(Beritadaerah – Industri dan Jasa) Pemerintah optimis target bauran energi sejumlah 23 persen pada tahun 2025 akan tercapai. Menurut Direktur Jenderal Energi Baru Terbarukan dan Konservasi Energi Kementerian Energi dan Sumber Daya Mineral (ESDM) F.X Sutijastoto, potensi Energi Baru Terbarukan (EBT), untuk sektor kelistrikan di tanah air begitu besar, yaitu 440.000 megawatt (MW). Namun, masih ada tantangan yang harus diatasi demi tercapainya target tersebut.
“Memang perjalanan cukup panjang kita dulu terlena dengan energi fosil. Kalau dicermati di negara Eropa, BBM dipajaki sampai bahkan 50 persen hingga 60 persen dalam rangka apa? Mendorong EBT yang tersedia di negara-negara tersebut sehingga EBT berkembang pesat di Eropa,” kata Sutijastoto dalam keteranngannya, Senin (3/8/2020).

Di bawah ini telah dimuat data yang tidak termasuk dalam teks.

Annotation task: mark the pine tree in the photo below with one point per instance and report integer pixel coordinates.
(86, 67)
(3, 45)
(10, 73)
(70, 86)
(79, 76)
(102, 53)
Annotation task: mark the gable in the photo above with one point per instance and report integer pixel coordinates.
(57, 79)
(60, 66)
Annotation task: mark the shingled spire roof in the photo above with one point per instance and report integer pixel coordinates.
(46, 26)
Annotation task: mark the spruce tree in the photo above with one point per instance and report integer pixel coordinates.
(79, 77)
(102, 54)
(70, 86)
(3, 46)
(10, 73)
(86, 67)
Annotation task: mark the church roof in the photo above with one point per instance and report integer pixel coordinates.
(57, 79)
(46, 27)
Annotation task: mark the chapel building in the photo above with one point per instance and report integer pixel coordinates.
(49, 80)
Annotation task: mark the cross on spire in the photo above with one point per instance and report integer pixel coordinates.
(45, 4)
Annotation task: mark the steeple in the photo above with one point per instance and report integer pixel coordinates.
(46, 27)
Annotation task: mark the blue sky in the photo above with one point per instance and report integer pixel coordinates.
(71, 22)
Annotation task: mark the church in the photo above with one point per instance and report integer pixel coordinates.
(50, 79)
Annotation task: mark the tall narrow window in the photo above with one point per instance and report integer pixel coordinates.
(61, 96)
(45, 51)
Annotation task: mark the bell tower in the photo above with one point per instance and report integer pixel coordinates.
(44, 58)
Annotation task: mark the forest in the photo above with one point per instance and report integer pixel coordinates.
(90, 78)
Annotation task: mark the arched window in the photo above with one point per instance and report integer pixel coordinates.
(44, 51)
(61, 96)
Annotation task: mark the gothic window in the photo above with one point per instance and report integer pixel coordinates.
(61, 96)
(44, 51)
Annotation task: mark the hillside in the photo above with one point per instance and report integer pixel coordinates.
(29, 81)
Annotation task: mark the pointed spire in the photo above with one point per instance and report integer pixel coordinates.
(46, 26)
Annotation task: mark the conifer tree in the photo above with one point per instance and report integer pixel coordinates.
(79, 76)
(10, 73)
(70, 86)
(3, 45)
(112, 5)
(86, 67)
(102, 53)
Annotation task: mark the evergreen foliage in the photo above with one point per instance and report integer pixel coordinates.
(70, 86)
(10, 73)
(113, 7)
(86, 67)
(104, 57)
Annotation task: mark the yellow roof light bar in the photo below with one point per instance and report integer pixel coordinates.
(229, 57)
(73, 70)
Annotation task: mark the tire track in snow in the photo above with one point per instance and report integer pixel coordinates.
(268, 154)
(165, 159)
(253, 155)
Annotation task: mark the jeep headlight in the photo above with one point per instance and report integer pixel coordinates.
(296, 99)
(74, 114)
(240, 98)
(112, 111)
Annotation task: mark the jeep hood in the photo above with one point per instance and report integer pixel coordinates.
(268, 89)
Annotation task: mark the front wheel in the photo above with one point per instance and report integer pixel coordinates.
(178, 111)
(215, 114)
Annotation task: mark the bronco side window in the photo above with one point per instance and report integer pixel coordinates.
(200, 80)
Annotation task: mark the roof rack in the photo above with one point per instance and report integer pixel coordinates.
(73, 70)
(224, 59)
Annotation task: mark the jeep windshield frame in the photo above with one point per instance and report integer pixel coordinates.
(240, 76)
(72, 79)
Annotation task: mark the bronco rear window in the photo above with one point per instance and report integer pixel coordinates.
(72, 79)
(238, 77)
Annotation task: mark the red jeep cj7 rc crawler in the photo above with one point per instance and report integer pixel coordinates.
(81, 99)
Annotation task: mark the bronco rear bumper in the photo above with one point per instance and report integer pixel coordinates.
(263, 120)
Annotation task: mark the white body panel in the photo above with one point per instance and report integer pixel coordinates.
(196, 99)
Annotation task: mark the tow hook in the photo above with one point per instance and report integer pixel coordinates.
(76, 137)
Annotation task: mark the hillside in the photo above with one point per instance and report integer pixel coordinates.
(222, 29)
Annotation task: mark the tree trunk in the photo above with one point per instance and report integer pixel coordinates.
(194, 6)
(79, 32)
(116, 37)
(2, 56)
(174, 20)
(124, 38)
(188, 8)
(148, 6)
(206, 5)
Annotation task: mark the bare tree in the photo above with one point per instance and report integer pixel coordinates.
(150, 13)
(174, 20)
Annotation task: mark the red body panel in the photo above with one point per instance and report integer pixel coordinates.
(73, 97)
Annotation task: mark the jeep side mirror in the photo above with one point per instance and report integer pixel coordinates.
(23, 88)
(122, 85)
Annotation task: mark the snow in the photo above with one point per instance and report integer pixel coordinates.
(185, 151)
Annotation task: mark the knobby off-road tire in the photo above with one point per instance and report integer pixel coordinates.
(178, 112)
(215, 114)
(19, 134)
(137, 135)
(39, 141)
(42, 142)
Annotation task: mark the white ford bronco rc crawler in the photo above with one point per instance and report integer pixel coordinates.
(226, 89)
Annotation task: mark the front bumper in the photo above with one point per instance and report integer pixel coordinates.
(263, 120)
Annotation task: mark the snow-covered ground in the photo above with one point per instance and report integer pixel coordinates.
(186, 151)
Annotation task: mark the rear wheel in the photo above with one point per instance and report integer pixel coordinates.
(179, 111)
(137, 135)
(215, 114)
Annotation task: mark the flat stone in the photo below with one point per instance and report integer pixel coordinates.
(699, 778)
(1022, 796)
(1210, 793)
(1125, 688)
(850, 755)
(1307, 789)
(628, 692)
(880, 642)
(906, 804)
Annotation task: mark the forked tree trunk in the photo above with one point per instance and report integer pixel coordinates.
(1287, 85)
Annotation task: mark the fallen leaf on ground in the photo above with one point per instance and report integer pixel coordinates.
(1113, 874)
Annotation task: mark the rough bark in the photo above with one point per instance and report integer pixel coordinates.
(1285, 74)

Namun perkembangan EBT di Indonesia tergolong positif dalam empat tahun belakangan. Ada tambahan meski hanya 500 MW. Untuk mencapai bauran energi 23 persen di 2025 perlu ada tambahan 9.000 MW hingga 10.000 MW.
“Jika penambahan hanya 500 MW, tanpa ada upaya untuk mendorong lebih lagi, maka hanya akan terjadi penambahan sebesar 2.500 MW di 2025,” ujarnya.
Kendala pengembangan EBT untuk sektor ketenagalistrikan berkaitan dengan harga listrik. Harga listrik yang diproduksi dengan EBT masih mengacu biaya pokok penyediaan (BPP) sebagaimana diatur dalam Peraturan Menteri ESDM Nomor 50/2017 yang mengganti Permen ESDM No. 12/2017. Karena masih menggunakan permen, kontrak-kontrak baru menjadi sangat terbatas. Sehingga Kementerian ESDM mendorong agar peraturan presiden terkait EBT segera disahkan.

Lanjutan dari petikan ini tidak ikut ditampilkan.